Tonight we biked around the neighborhood. When I say we, I really mean my daughter, since I was madly running after the bike. The neighbors looked out of their windows and watched us as we went weaving down the streets of our townhouse complex. My daughter was a little perplexed. “Why are they all so excited?” she asked. I explained that to many of us, riding a bike was a big deal, like a car for kids. It meant freedom for us as kids.
My daughter is not a risk-taker. Actually, I suspect that I was a similar sort of child, and I know that her father was not a risk-taking child at all. I’m a very different adult, though. I’m not irrationally risk-taking, but send me on a trip to a new place, give me an experience like scuba or hang-gliding and I am all for it. I adore the new.
Last month, I went to a talk on early childhood education and play-based learning. The speaker was Beverly Bos, an educator who is internationally known for her work as an advocate for traditional childhood. I’m not talking childhood in starched shirts here. I’m talking the kind of childhood many of us may have had: exploring outdoors for the entire day, coming in only for dinner. Or perhaps this is the childhood that our parents had, since even in our generation things were becoming more restrictive.
Like many parenting authors I know, Bos speaks out in favor of risk. Children need to risk to learn, she says. Imagine the baby who is taking his first steps. He must risk falling down over and over again in order to learn how to walk. We don’t place him in a padded room to practice. Now think of the child that your preschooler will become, learning how to read at home or at school. She must risk making mistakes every time she sounds out a word, but risks are necessary if you’re going to learn how to read.

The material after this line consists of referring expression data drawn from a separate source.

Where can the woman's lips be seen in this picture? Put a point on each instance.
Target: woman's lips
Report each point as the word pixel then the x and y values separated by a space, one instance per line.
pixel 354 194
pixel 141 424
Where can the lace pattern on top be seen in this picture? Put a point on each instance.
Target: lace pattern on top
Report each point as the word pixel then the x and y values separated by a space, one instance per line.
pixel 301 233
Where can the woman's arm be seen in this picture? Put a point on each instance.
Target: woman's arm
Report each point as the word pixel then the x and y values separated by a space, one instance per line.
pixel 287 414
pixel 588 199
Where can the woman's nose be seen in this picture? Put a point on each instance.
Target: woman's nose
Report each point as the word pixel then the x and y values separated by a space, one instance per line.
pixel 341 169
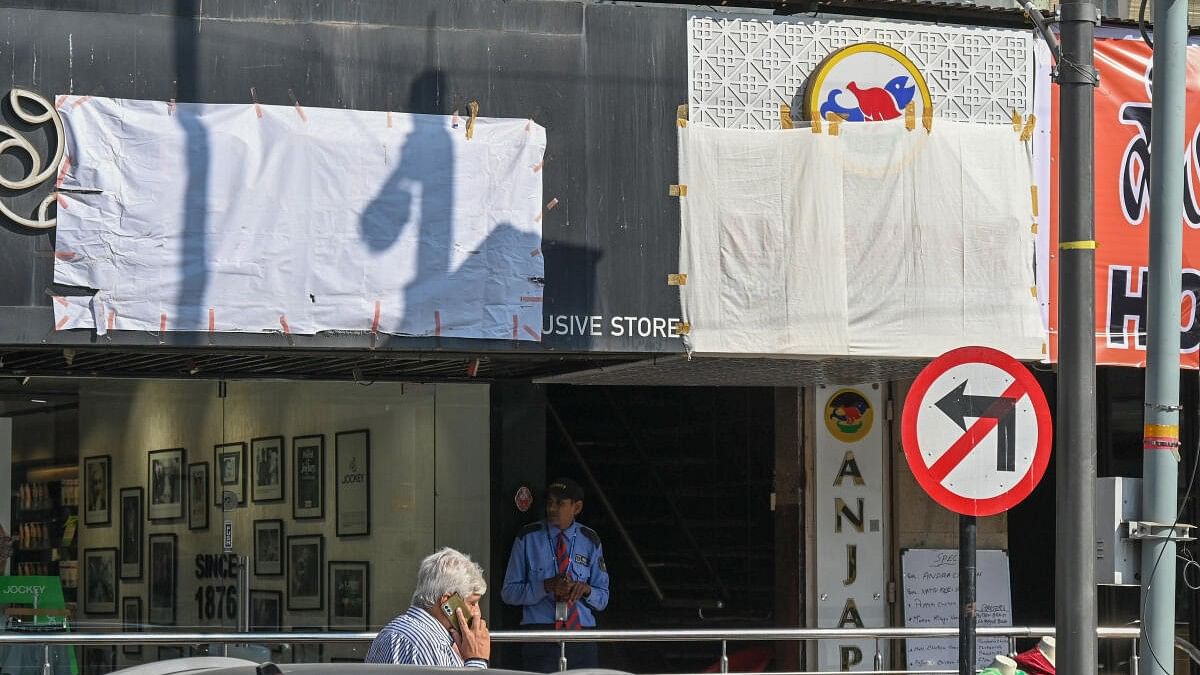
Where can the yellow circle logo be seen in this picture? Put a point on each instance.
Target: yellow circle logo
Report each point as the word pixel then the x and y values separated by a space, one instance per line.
pixel 849 416
pixel 867 82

Bos argues for the risks that our children take every day – the opening up of boundaries, the wandering around the neighborhood or taking social negotiation into their own hands, with a little backup from parents if required. She thinks that we put too little faith in our children’s ability to deal with situations, and so do I. We must street-proof and life-proof our children, but ultimately they need to learn how to venture forth into a risky world, and taking small risks is part of this process.